Restaurants, cafés, hôtels doivent aujourd’hui être "instagrammables". Mais pour que les hôtes reviennent, il faut jouer sur tous les sens.
Du lobby psychédélique de l’Ibis Styles de Brisbane à l’escalier spectaculaire du So Sofitel de Berlin dont le décor a été confiée à Patricia Urquiola, les hôtels Accor sont hautement “instagrammables”. La petite chaine Jo and Joe lancée il y a deux ans semble même entièrement pensée pour que ses clients millennials, accros à l’application, partagent leurs images. Pour les attirer, il n’y a pas photo, il faut être sur le réseau.
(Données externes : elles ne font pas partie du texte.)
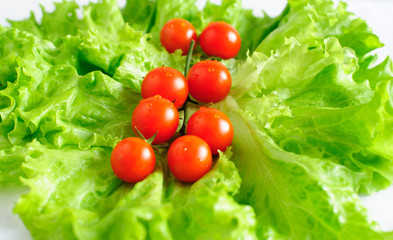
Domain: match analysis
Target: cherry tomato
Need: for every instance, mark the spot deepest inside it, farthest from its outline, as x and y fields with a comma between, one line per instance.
x=220, y=39
x=133, y=160
x=167, y=82
x=189, y=158
x=209, y=81
x=177, y=34
x=213, y=126
x=156, y=115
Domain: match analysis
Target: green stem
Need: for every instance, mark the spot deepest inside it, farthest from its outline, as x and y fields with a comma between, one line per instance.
x=184, y=108
x=189, y=57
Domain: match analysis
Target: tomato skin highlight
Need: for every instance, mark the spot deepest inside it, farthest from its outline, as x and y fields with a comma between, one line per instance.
x=177, y=34
x=167, y=82
x=189, y=158
x=209, y=81
x=155, y=115
x=213, y=126
x=220, y=39
x=133, y=159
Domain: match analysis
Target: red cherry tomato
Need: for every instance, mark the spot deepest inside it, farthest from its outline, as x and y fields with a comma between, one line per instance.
x=189, y=158
x=209, y=81
x=177, y=34
x=220, y=39
x=156, y=115
x=167, y=82
x=213, y=126
x=133, y=160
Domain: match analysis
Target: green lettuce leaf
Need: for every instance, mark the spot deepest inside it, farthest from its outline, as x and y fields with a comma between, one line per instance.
x=294, y=196
x=311, y=21
x=312, y=117
x=107, y=208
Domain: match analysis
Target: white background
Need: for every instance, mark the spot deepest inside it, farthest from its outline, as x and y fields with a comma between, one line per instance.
x=378, y=14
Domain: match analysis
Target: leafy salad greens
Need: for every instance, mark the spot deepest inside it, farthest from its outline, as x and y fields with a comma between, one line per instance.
x=311, y=111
Mais pour qu’ils reviennent, ce n’est pas suffisant. « Il faut agir pour être sûrs qu’ils se souviennent du temps qu’ils ont passé chez vous. Et pour cela, il n’y a rien de tel que de réveiller les sens, de stimuler leurs émotions et de créer un élément de surprise », explique Damien Perrot, responsable de la stratégie design du groupe. « Les hôtes se souviendront d’une couette confortable, d’une serviette épaisse douce au toucher, d’un parfum agréable ou enchanteur… Chaque petit détail peut constituer une expérience marquante et mémorable ».
Les mille ballons de verre soufflé qui surplombent le bar aux couleurs douces du 86 Champs-Élysées à Paris déclenchent une irrésistible envie d’utiliser la fonction photo de son smartphone. Mais dans les lieux où les parfums de la maison L’Occitane et les pâtisseries délicates de Pierre Hermé ne sont pas là pour générer l’addiction, la décoratrice Laura Gonzalez sait créer d’autres expériences mémorables. Si ses décors riches en motifs du Relais Christine qu’elle a réinventé font le bonheur de l’instagrameur, le toucher voluptueux des textiles qu’elle affectionne, des velours précieux, participe bien plus encore de l’envie de retourner séjourner dans ce cocon luxueux. L’émotion, la surprise fabriquent des souvenirs et font partie de son travail. Il n’est pas étonnant que la jeune architecte parisienne ait récemment lancé une ligne de bougies dont elle a choisi le dessin et les senteurs, des parfums qui lui tiennent à cœur.
Dans le hors champ de la photo sur Instragram, le grammage de l’éponge du peignoir dans lequel on s’enveloppe, l’impression de fraîcheur du lin lorsque l’on se glisse entre les draps ou encore la sensation subtile d’un verre fin ou d’une porcelaine délicate racontent une autre histoire… et créent l’addiction.